One immediately thinks of persons of atypical sexuality, but on the whole most of them were sufficiently plugged in with the LGBTQI+ community that they were able to find temporary accommodations with an accepting friend or mentor. It was the others who often fell through the cracks: neurodivergent people who had found the freedom to embrace neurodiversity, only to be expected to return to a home where the only acceptable mode of living was Indistinguishable From Neurotypical. People with interests that parents derided, particularly in the arts, given how society has often regarded artists as unstable and therefore suspect.

But there were also those who had simply used this time apart from their parents to explore political or religious philosophies, and who had examined the ones they’d been brought up with and found them wanting. To go home would be to have to choose between continual conflict with the authority figures in the household and living a lie in order to keep the peace, with all the stress that is involved in preventing any leakage of information to the contrary.

The US had its own particular set of issues in that regard, and curiously enough, it was not just with students in in the liberal arts. Given that the US cloning program had focused on highly successful people — not just senior political and military leaders, but also business magnates, inventors, athletes, and all the early astronauts — many of their clones were active and even prominent in a multitude of fields of endeavor. Young people in college or internships often had reason to develop contacts with these individuals, generally via the Internet, and had come to see them as people, not monsters. In some cases they had established romantic entanglements, sufficient to consider emigrating to the Russian Empire or to the Moon.

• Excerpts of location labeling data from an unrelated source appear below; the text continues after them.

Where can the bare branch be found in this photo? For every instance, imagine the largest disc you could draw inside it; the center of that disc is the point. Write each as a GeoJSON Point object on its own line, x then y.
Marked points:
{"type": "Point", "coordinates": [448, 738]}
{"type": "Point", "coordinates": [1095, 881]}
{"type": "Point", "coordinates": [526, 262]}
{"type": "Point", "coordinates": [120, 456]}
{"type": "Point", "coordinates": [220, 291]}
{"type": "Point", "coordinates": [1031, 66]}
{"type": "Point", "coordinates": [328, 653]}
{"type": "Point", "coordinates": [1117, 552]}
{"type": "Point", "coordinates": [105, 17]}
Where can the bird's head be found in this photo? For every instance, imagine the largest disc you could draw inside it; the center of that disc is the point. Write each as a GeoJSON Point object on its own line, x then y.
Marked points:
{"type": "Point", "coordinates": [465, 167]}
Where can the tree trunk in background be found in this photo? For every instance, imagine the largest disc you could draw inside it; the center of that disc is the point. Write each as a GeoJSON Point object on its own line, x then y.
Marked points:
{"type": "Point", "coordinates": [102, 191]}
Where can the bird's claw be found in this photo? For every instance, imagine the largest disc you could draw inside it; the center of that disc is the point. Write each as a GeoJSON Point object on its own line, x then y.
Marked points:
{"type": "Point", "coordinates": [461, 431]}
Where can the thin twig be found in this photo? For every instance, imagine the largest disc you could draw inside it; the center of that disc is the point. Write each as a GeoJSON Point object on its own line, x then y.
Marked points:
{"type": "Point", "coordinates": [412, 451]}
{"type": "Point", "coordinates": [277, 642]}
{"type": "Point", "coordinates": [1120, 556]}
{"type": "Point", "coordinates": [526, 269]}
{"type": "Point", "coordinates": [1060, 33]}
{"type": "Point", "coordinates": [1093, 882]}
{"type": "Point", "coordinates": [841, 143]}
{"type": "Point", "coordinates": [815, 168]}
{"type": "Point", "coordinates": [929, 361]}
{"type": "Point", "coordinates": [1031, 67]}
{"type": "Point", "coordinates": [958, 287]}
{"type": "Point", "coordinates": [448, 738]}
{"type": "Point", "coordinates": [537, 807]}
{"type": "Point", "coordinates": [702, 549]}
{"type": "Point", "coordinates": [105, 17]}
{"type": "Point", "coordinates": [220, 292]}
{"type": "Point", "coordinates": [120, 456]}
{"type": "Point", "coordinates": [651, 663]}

Now they were suddenly being expected to return to homes were clones and other Sharps were viewed as monsters, where it was not sufficient to condemn cloning and human genetic engineering as Frankenstein science if one did not also condemn its products as the fruit of a poisoned tree, forever morally suspect. Homes where their Internet access was apt to be monitored, where their devices might have to be surrendered for examination at a moment’s notice. Suddenly they were faced with the choice of whether to be true to themselves and face an unlivable home situation, or to cut off all contact with these individuals for the duration, even erase every document that contradicted the approved orthodoxy.

But given that the authorities to whom they had to appeal if they were to find alternate housing were all supportive of the Administration’s position, trying to claim that their home situations were not safe was apt to net them not merely accusations that they were making their own problems, but that they were the problems.

—– Virgil Gadsen, “When Home is Not Safe: the Unseen Crisis of the Diablovirus Pandemic.” The Diablovirus Pandemic: A History. Carpenter Point, Tycho: Kennedy University Press, 2034.